- The Pennsylvania Public Utilities Commission (PUC) is continuing to investigate how the state can employ alternative rate designs, opening a comment period on how to implement a new law addressing the issue, as well as on its own, related policy statement.
- In June, Gov. Tom Wolf, D, signed legislation allowing utilities to rethink how they earn revenues as part of the state's efforts at electric grid modernization. On Thursday, the PUC approved a tentative implementation order for the law, Act 58, and and will take comments for 30 days after the order is published.
- At the same time, regulators have extended the comment period on a proposed policy statement from May that calls for utilities to "explore alternative ratemaking methodologies" in distribution base rate cases. The comment period in that docket was extended until Oct. 22 after Wolf signed Act 58.
States are increasingly looking at new ways to set the prices that customers pay to utilities. Implementation of Pennsylvania's Act 58 allows utilities to seek approval of alternative rates and mechanisms including decoupling, performance-based rates, formula rates, multiyear rate plans or a combination of these alternatives.
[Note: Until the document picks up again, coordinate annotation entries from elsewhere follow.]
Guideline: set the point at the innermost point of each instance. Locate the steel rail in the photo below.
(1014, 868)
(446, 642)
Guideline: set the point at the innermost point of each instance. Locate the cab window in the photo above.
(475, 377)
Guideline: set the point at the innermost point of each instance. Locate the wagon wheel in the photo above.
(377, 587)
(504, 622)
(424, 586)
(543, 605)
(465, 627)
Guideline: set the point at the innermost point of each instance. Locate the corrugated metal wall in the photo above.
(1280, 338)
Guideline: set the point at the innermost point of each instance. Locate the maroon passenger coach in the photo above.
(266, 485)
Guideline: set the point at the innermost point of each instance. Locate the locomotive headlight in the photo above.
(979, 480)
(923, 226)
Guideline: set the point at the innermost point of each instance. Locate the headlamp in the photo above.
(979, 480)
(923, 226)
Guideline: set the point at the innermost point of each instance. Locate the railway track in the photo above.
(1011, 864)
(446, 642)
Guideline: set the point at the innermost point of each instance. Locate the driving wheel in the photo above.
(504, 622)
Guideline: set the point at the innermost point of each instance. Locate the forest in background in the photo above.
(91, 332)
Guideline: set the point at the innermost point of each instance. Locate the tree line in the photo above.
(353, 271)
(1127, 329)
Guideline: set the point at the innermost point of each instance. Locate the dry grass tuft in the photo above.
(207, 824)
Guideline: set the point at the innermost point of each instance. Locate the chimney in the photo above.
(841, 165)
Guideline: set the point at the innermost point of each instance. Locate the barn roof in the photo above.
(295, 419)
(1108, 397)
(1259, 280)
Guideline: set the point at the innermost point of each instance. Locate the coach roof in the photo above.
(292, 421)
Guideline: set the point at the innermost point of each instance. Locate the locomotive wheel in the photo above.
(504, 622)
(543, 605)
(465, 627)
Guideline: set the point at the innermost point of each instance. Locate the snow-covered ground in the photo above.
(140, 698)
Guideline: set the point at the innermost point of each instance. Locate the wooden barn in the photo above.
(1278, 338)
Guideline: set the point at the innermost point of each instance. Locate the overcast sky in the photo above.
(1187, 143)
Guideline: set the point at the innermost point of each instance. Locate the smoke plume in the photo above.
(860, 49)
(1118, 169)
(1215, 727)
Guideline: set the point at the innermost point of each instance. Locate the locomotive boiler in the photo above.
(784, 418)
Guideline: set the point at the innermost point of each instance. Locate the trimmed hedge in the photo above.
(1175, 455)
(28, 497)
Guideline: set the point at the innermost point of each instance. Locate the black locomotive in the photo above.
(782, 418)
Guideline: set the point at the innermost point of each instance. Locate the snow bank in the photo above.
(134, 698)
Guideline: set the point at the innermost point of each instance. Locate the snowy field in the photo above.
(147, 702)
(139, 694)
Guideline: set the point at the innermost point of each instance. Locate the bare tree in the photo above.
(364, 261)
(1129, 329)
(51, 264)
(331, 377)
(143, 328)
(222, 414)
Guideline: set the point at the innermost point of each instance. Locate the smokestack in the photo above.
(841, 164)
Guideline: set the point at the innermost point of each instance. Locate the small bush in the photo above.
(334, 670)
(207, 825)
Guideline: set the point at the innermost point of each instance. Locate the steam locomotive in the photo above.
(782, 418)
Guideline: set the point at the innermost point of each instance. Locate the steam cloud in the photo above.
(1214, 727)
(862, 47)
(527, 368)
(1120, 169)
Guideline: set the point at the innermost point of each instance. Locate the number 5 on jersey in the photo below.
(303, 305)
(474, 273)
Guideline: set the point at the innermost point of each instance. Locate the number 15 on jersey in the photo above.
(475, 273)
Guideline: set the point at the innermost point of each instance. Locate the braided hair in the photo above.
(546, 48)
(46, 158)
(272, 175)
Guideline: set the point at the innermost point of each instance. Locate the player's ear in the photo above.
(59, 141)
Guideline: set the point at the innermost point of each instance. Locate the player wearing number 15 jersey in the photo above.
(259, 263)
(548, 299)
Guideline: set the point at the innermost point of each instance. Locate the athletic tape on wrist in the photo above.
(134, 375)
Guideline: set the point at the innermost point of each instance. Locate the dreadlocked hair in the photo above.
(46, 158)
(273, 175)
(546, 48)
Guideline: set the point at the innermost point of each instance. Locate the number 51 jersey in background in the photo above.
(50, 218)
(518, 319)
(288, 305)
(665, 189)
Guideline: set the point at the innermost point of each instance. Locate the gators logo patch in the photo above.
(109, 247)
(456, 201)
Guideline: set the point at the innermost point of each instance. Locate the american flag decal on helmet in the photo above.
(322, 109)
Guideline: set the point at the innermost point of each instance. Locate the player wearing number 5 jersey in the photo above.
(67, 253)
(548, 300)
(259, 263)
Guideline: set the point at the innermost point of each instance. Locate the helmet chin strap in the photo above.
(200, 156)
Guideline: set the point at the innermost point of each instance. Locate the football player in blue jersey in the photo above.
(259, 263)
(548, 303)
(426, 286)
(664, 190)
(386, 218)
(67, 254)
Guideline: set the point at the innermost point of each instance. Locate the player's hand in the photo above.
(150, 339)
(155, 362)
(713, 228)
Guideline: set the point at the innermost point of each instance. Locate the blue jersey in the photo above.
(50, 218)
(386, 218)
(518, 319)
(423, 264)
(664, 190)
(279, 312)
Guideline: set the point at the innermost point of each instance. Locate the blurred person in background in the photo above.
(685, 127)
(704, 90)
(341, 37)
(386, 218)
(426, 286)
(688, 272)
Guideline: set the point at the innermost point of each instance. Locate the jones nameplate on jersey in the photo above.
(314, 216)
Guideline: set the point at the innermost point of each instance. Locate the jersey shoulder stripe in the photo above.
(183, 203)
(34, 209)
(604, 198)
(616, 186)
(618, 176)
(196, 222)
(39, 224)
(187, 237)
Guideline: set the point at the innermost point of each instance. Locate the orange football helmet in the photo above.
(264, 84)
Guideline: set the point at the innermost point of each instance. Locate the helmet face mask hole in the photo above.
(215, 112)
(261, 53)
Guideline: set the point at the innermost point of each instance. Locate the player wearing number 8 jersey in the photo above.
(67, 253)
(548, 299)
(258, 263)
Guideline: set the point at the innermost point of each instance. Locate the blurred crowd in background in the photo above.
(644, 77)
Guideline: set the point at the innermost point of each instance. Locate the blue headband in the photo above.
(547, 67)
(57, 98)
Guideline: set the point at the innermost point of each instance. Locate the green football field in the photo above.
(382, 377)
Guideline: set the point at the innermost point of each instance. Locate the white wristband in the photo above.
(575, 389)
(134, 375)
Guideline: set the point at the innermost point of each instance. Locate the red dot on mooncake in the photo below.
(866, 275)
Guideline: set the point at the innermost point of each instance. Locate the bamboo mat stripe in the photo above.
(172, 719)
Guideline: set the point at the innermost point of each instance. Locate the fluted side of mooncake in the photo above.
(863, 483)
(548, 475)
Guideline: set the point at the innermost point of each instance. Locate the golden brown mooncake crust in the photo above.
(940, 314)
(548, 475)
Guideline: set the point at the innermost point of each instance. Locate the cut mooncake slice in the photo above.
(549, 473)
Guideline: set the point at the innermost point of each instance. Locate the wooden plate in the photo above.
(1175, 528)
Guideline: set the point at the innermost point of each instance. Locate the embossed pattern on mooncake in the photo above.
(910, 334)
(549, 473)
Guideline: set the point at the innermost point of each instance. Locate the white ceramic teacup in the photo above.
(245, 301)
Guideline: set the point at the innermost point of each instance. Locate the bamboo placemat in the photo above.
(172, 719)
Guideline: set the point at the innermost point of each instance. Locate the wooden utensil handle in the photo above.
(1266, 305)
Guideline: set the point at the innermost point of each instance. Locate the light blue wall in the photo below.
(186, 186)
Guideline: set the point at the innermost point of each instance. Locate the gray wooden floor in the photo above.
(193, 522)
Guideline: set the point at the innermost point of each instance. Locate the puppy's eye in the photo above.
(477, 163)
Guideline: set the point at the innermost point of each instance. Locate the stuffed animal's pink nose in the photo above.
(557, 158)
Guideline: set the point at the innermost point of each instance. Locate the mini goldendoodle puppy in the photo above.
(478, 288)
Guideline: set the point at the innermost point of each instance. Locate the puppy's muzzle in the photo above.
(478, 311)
In the tentative implementation order issued on Thursday, regulators propose for utilities to bring alternative ratemaking proposals to the commission within the confines of a utility base rate case which "includes an in-depth examination of the utility's financial status and operations."
The PUC also said it interpreted the law to allow subsequent changes or adjustments to a previously approved alternative rate mechanism through a Section 1308 proceeding, relating to voluntary changes in rates.
Regarding the PUC's May policy statement, initial comments filed Aug. 16 by a group of large consumers raised fears that alternative rates could mean higher bills for customers.
Industrial Energy Consumers of Pennsylvania (IECPA) told the PUC it continues to have "significant concerns regarding utilities' potential use of alternative ratemaking mechanisms", particularly to the degree that these mechanisms may implicate higher rates for consumers or may result in rates that are not reasonably connected to the utilities' cost to serve.
The group also recommended regulators consider models used in other states for guidance.
IECPA called on the commission to "implement a deliberate approach" for utilities to introduce new rate structures, and pointed regulators to consider Minnesota's proposed Performance Incentive Mechanism Design Process to develop alternative ratemaking mechanisms.